We'll begin with the basics. When a bone is broken, the body has a remarkable ability to repair itself by producing new bone to knit the fracture back into a solid structure. This can only occur successfully if the fractured edges of bone are in contact with one another and if the fracture site is immobilized during the healing process. That is the primary goal of the orthopedist when dealing with a fracture: to align and stabilize the fracture site. In many instances, this alignment and stabilization can be done without surgery. Non-displaced fractures can be stabilized in a splint or cast. Some displaced fractures can be realigned externally before stabilization. More complex or severe fractures must be aligned surgically and held in position with fixation hardware to provide the stabilization required for healing.A variety of fixation techniques and types of fixation hardware have been developed over centuries. Orthopedic surgeons may use wires, staples, plates, screws or rods to hold fractures in position as they heal. One of the most popular techniques for fixation of large long bone (extremities) fractures is the insertion of an intramedullary rod inside the length of the bone. Long bones in the arms, legs, feet and hands consist of a hard compact outer layer that forms a tube surrounding a hollow chamber called the medullary cavity containing the bone marrow. This hollow chamber is ideal for the placement of a fixation rod allowing for the stabilization of the entire length of the bone.

The surgical technique for intramedullary fixation includes the access of the end of the broken bone through a small open incision. A hole is created through the hard outer compact bone to expose the medullary canal. A guidewire is inserted down the length of the bone to insure alignment and to identify the medullary canal. A drill-like reamer is advanced over the guidewire to clear the marrow and open a pathway for the fixation rod. Finally, the rod itself is hammered into position. Locking screws may be placed at either end of the rod to hold the rod in position. This fixation rod may be left in position permanently or may be removed at a later date following the full healing of the fracture.

Beyond the great stability offered by intramedullary fixation, there are other advantages to utilizing this technique. Intramedullary fixation can be accomplished with a much smaller incision than the large open incision required for the placement of fixation plates across the external aspect of the fracture. This reduces post-operative pain and recovery time and also involves lower risk of damage to vessels and nerves that may lie in the region of the fracture. Also, because the open incision is not at the actual site of the fracture, there is no additional disruption and risk of infection that would prevent bone healing.

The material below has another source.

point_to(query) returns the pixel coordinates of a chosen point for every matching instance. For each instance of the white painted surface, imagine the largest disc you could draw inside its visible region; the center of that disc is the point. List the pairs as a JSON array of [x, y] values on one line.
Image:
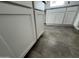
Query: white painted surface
[[73, 9], [55, 16], [25, 3], [69, 17], [12, 9], [39, 5], [61, 16], [39, 22], [65, 4], [76, 23], [17, 30]]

Larger bones are more commonly treated with intramedullary fixation. This includes the femur (thigh), the tibia (shin) and the humerus (upper arm). Smaller bones such as the fibula (smaller lower leg bone), metacarpals (hand), metatarsals (foot), phalanges (fingers and toes) and even the clavicle (collar bone) can be fixated with smaller intramedullary rods or pins, but this is less common than the use of small plates and screws. Another term you may run across is "retrograde". Retrograde fixation means that the rod is placed through the distal end of the bone extending upward rather than into the proximal end and extending downward.

If you handle any personal injury cases in your practice, you'll eventually run across a case involving an intramedullary fixation. Hopefully this overview has helped you to better understand these dramatic orthopedic procedures.

1 comment:

  1. Thank you for that fascinating video and description. I dont think that I will try it myself, preferring to leave it to the experts!